Ainda mais notável, o Rendimento Total de Cobrança ajustado pela inflação aumentou 1.7% entre os anos fiscais de 2010 e 2014, demonstrando que as receitas de cobrança têm sido relativamente estáveis ao longo do tempo, apesar das oscilações significativas na actividade de penhoras e taxas do IRS. (12)

Conforme ilustrado no gráfico abaixo, as receitas arrecadadas através de acordos de parcelamento e avisos de cobrança foram o principal impulsionador do aumento no rendimento total da arrecadação, com o aumento das arrecadações por meio de compensações de reembolso também fazendo algumas contribuições. Notavelmente, a cobrança por meio de avisos iniciais de cobrança do IRS é de cumprimento voluntário – embora tardio (ou seja, nenhum penhor ou imposição gerou o pagamento do contribuinte), e a cobrança por compensações de reembolso é uma abordagem totalmente automatizada que não requer penhor ou autoridade de imposição do IRS.

Pode-se atribuir o aumento no rendimento total da arrecadação ao aumento geral dos contribuintes. Entre o exercício de 2010 e o exercício de 2014, o número de contribuintes individuais aumentou cerca de 5%, enquanto o número de contribuintes empresariais permaneceu estável. Os dados do IRS, no entanto, refutam esta suposição. Como mostra o gráfico abaixo, os dólares TDA disponíveis para recolha diminuíram ligeiramente entre os anos fiscais de 2010 e 2014, de 174 mil milhões de dólares para 173 mil milhões de dólares. (13) Ao mesmo tempo, o número de gravames emitidos diminuiu cerca de 50%, de quase 1.1 milhões para 536,000. No entanto, a percentagem de dólares disponíveis para recolha que foram efectivamente arrecadados aumentou de 6.0% para 6.4%. O gráfico abaixo mostra de forma ainda mais dramática a relação entre gravames apresentados e dólares disponíveis coletados.

Vemos o mesmo padrão com as taxas emitidas. Especificamente, o número de taxas diminuiu 45% entre o exercício financeiro de 2010 e o exercício financeiro de 2014, enquanto a percentagem de dólares disponíveis arrecadados diminuiu ligeiramente.
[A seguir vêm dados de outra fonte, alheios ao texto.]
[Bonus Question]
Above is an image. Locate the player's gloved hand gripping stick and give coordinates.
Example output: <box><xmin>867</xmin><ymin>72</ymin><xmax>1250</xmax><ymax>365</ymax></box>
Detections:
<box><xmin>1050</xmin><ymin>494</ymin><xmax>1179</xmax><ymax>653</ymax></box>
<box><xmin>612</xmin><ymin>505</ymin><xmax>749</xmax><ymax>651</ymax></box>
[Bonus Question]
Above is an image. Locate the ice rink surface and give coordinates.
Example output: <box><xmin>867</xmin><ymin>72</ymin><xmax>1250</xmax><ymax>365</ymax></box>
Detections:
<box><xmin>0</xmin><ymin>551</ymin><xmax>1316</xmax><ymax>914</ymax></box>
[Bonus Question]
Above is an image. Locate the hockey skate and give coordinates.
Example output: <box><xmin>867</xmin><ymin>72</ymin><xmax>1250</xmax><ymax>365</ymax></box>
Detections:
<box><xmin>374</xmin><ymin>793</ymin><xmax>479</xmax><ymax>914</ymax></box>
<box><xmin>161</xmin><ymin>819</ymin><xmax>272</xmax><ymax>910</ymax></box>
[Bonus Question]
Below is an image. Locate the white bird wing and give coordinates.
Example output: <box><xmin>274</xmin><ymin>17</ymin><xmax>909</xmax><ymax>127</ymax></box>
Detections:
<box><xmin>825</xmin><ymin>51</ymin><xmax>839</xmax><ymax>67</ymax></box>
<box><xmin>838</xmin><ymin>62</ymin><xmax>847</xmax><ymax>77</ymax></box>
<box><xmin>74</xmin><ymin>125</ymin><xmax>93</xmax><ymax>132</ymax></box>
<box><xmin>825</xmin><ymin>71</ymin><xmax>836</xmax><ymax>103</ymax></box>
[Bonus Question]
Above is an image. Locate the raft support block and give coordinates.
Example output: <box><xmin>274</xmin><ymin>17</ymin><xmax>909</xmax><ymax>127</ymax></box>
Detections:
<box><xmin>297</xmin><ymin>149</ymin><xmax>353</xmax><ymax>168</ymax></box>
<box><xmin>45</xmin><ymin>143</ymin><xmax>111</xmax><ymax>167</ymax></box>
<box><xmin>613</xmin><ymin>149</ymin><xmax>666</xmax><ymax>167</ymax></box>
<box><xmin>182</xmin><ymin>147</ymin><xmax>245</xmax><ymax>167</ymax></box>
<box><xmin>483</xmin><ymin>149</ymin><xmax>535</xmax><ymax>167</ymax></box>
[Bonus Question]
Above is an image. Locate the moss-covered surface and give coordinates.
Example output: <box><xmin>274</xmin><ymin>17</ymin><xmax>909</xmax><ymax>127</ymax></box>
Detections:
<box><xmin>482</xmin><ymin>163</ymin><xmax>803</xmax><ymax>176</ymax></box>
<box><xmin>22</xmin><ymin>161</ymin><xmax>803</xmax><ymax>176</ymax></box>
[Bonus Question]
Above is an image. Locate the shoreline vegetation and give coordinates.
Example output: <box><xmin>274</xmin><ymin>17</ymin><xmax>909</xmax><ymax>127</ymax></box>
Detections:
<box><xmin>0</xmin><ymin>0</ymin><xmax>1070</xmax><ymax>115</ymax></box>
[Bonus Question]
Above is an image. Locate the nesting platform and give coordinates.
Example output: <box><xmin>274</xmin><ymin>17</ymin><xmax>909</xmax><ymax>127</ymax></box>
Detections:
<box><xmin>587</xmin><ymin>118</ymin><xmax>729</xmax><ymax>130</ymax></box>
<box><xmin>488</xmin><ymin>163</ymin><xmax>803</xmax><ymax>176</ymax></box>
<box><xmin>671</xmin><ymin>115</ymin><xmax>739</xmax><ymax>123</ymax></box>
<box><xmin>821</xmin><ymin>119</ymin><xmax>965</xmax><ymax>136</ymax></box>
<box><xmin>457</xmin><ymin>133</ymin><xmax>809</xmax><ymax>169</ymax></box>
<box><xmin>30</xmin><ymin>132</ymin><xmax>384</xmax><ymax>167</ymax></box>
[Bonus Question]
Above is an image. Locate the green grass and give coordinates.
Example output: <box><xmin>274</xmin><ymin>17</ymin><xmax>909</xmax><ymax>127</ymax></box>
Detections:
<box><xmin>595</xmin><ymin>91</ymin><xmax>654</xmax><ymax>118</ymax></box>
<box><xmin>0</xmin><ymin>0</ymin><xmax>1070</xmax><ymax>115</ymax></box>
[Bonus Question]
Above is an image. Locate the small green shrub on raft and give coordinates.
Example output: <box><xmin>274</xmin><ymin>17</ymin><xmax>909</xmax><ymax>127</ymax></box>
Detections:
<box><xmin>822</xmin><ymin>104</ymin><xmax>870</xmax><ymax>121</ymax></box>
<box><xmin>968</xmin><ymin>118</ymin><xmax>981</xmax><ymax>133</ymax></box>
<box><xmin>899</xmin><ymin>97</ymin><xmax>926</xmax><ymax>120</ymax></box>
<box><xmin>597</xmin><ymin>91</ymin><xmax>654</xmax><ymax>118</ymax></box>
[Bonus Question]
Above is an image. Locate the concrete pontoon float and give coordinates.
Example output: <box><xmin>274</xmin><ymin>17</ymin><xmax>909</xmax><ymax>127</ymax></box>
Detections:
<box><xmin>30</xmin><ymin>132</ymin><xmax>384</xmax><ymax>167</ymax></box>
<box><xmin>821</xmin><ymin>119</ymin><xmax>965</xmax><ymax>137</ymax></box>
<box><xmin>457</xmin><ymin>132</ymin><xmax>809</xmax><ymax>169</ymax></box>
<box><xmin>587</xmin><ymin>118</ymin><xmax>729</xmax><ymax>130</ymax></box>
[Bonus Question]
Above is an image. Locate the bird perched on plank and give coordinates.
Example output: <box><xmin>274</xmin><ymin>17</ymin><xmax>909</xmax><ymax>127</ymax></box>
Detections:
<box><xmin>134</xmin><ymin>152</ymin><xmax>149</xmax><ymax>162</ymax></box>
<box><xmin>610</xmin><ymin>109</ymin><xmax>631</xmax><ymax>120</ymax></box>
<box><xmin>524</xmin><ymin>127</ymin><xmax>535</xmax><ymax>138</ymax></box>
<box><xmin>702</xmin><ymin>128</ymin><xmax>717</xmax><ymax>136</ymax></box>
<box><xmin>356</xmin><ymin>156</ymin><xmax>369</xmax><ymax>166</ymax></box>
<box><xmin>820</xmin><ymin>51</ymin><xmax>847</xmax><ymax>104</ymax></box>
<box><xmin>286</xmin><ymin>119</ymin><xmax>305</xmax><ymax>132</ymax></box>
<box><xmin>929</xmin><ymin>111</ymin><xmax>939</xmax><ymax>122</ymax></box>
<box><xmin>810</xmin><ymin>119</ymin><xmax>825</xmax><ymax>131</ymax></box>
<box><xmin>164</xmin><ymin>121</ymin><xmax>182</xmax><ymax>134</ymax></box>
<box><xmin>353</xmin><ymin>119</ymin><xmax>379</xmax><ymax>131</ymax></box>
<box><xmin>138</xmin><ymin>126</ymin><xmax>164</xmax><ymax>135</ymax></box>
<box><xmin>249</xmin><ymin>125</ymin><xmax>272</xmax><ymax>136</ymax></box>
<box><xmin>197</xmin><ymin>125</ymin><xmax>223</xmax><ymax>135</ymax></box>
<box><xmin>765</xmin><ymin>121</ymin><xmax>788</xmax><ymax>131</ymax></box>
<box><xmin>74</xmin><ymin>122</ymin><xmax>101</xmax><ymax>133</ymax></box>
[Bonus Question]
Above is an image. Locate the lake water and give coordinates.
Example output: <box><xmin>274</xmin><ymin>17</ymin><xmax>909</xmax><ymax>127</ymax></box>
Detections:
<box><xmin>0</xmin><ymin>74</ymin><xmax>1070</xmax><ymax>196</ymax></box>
Agora, existem muitos fatores que influenciam o rendimento total da coleção. Mas estes dados indicam certamente que algo diferente do número bruto de emissões de garantias e impostos é responsável pela relativa estabilidade das receitas de cobrança ao longo do tempo. No meu próximo blog, explorarei o que esse “algo” pode ser.